Lacosamide's antiepileptic mechanism involves 'slow inactivation' of sodium channels rather than the 'fast inactivation' promoted by carbamazepine. Which molecular feature of lacosamide facilitates this slow-inactivation selectivity?
- A Binding to the collapsin response mediator protein-2 (CRMP-2), modulating slow inactivation ✓
- B Binding to the local anaesthetic binding site within the channel pore during rapid firing
- C Allosteric modulation of beta-subunit of the sodium channel complex
- D Phosphorylation of Ser1966 on the Nav1.1 alpha-subunit to enhance slow inactivation
Explanation
Lacosamide has a dual mechanism: it enhances the slow inactivation state of voltage-gated sodium channels (reducing sustained repetitive firing without blocking fast transient channel activity), and it binds to CRMP-2 (collapsin response mediator protein-2), a protein involved in neuronal signal transduction.

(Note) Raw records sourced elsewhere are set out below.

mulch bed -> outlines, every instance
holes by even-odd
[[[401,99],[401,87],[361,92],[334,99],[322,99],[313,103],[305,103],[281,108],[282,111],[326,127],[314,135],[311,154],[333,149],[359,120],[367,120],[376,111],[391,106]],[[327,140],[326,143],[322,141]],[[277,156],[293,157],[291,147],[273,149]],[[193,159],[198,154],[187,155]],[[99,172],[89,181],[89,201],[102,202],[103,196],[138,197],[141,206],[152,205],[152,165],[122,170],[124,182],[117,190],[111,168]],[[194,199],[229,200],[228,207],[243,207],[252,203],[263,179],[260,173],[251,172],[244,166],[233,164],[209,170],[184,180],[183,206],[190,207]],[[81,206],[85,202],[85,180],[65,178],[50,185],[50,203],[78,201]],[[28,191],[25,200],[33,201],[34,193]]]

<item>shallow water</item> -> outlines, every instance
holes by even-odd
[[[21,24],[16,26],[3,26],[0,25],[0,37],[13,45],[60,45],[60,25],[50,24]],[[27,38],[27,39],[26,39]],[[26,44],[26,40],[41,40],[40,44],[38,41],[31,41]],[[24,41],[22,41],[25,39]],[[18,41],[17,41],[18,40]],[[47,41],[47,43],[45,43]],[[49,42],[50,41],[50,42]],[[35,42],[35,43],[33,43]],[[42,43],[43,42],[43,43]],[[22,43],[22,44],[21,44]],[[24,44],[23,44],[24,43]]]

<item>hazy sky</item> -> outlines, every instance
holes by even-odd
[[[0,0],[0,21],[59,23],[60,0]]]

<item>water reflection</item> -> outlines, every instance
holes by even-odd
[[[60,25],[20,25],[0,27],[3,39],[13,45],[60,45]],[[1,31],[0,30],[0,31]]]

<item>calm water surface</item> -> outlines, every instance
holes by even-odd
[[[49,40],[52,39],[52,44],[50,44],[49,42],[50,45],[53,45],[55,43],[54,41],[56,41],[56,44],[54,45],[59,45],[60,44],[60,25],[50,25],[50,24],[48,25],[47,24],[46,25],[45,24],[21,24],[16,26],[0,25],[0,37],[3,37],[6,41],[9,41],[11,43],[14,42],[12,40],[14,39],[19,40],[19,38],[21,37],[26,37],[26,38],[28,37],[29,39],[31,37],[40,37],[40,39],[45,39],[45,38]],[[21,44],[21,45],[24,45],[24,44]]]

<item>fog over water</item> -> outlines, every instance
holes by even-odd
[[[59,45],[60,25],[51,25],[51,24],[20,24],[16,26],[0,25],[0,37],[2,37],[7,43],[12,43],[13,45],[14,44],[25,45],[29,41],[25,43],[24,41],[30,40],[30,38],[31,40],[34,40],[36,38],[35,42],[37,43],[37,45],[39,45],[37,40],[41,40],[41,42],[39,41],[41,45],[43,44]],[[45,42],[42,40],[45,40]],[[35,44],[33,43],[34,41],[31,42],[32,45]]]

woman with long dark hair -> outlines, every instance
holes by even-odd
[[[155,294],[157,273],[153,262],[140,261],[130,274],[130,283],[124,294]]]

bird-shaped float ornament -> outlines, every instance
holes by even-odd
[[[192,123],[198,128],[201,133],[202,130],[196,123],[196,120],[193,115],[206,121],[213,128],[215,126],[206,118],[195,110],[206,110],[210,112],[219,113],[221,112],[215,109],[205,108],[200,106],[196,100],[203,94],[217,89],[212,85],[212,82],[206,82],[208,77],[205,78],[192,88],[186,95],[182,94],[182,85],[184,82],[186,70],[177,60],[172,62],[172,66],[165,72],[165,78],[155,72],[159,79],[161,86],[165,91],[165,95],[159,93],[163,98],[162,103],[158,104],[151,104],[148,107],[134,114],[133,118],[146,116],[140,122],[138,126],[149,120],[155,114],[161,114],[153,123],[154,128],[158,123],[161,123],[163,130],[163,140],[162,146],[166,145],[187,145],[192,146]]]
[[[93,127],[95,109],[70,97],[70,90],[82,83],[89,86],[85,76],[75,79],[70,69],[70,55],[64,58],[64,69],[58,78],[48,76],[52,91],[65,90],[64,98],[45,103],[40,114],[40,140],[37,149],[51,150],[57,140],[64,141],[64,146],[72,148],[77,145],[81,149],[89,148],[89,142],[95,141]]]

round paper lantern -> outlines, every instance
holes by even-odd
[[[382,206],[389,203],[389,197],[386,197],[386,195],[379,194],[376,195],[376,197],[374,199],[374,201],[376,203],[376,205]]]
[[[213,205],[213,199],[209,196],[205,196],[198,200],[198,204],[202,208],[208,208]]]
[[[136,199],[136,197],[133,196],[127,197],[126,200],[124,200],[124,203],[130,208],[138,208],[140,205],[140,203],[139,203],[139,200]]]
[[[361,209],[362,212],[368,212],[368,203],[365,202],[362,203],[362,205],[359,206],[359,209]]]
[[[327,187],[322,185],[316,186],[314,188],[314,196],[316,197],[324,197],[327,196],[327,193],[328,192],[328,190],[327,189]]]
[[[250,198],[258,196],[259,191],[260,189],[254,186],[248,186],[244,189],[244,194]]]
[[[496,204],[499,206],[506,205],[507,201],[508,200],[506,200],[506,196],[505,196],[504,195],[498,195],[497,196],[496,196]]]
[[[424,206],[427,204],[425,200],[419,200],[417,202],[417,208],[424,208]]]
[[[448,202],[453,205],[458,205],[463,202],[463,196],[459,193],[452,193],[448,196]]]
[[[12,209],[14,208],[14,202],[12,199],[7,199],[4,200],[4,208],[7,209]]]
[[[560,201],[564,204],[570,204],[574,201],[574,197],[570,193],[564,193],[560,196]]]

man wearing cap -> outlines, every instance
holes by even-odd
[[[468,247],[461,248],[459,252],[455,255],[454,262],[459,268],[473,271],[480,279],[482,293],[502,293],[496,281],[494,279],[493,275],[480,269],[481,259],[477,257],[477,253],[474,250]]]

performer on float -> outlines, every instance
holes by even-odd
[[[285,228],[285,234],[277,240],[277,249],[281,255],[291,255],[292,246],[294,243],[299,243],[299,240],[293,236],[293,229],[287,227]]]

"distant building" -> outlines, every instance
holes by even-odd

The interaction with CRMP-2 is unique to lacosamide among AEDs and is thought to contribute to its slow-inactivation selectivity. Traditional sodium-channel AEDs like carbamazepine/phenytoin stabilise fast inactivation by binding to the open-channel pore (local anaesthetic binding site). Beta-subunit modulation and direct phosphorylation are not lacosamide's mechanism.
Reference: KD Tripathi, Essentials of Medical Pharmacology, 8th ed.